Pennsylvania residents may be familiar with a recent story from the midwest. The investigators of a possible murder will be allowed to exhume the body of a lottery winner who died of cyanide poisoning shortly after his $1 million windfall. The judge agreed that there was reason to allow the medical examiner to exhume the body for additional forensic evidence in order to determine if the man was murdered. In addition to the criminal justice aspect of the case, the estate must also be determined.

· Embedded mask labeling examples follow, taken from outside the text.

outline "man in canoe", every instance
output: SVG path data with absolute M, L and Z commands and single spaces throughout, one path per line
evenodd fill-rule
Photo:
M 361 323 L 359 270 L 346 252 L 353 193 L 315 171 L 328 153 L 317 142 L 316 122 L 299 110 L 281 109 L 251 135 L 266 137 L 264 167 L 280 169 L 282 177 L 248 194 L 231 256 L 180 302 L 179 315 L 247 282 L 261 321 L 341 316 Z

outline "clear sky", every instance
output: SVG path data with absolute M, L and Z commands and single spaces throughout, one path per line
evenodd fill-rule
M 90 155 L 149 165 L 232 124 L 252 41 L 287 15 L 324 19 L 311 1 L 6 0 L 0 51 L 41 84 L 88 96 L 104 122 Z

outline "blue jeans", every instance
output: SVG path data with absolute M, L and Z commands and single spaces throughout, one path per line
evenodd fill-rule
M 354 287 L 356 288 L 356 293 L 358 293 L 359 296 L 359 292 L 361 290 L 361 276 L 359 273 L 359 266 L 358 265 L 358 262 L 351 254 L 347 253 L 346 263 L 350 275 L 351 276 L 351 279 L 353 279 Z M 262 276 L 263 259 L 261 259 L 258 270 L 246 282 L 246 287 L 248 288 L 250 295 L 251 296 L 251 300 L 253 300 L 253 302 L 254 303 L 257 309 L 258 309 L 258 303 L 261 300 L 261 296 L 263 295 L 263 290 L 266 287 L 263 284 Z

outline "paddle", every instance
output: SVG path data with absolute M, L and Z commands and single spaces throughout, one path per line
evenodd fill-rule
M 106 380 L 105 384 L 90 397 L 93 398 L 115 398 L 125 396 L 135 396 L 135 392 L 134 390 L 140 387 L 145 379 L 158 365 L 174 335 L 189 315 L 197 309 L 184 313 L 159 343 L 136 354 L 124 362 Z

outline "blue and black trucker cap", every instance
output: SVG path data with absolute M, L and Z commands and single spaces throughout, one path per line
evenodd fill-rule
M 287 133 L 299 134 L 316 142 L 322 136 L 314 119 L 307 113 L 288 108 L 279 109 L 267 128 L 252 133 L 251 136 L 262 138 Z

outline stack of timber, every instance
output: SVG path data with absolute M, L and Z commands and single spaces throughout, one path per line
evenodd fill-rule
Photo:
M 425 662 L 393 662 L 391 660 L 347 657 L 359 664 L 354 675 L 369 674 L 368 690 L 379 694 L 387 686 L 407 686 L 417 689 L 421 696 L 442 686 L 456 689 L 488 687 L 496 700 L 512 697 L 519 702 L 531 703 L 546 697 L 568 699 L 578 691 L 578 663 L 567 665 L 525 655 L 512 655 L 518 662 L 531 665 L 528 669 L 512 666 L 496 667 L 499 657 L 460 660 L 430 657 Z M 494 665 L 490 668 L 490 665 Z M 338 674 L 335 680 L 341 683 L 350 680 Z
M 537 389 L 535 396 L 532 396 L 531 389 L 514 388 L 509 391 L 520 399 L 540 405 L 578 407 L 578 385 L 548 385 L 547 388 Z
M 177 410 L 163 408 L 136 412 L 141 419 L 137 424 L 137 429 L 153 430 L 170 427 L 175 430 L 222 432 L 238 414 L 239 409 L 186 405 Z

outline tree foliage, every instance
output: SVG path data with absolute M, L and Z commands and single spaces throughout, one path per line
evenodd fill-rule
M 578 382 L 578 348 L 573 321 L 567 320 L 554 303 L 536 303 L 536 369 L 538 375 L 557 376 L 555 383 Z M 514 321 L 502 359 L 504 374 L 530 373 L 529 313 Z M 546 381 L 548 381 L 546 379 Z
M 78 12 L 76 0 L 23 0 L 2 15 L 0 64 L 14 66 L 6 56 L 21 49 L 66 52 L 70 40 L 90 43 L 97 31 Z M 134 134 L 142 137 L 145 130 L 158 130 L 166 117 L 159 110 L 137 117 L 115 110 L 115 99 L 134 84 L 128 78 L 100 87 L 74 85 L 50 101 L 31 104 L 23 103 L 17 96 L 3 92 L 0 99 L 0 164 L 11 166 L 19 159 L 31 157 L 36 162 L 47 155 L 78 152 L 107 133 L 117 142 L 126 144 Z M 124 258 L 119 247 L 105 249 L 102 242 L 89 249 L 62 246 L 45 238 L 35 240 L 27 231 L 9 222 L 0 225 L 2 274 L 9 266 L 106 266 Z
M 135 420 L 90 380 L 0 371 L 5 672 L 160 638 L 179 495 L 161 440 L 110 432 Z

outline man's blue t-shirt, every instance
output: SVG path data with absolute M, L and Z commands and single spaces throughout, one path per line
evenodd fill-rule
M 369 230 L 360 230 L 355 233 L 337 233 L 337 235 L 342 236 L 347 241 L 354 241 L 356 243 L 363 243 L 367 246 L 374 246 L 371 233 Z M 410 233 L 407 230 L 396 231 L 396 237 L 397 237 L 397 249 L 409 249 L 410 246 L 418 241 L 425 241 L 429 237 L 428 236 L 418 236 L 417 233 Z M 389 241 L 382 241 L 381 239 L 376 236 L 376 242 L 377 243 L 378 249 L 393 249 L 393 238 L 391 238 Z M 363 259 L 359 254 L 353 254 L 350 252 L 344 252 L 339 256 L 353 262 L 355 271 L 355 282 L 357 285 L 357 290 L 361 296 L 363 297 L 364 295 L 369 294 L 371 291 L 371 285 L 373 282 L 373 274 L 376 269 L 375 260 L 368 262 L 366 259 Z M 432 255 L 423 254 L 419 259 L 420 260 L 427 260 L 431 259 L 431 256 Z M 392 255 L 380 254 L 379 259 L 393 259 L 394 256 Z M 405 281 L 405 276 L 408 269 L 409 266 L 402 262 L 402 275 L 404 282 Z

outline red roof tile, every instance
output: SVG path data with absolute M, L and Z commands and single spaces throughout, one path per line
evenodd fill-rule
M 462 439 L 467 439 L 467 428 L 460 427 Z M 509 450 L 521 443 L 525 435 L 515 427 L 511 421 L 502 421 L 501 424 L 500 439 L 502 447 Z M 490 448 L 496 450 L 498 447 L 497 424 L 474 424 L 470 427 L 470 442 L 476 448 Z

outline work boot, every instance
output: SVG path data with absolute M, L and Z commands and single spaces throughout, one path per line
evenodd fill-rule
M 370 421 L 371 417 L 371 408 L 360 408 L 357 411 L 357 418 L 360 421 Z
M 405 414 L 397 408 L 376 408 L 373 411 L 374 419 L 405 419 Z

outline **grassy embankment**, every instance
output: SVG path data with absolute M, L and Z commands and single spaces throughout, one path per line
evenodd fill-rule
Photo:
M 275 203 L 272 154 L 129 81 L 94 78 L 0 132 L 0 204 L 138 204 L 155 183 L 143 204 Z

The lottery winner died without a will, and his estate is now involved in the probate process in the county. The difficulty in this case, obviously, is that the estate is large, and so the determination of whether or not he was murdered -- and by whom -- will have a direct effect on where the lottery winnings go. Initially, the man's death was ruled to have been cause by heart disease, and so no autopsy was performed. However, several days after his body was released for burial, a family member requested that the medical examiner look further into the man's death.
The death was ruled a homicide, and the police are investigating the murder. The amount the man received as a result of his lottery win was over $424,000 after taxes, which he took as a lump-sum payment. Unfortunately in this case, the man was murdered, and it would appear he was killed in order to gain his winnings.
If the man had a will planned, he could have designated a beneficiary right away. If he had done so, the issues regarding the estate would not have become the probate nightmare they are now. Though not every person in the estate-planning process is a lottery winner, or will be, it is important to keep a will up to date, especially where large gains to the estate come into play.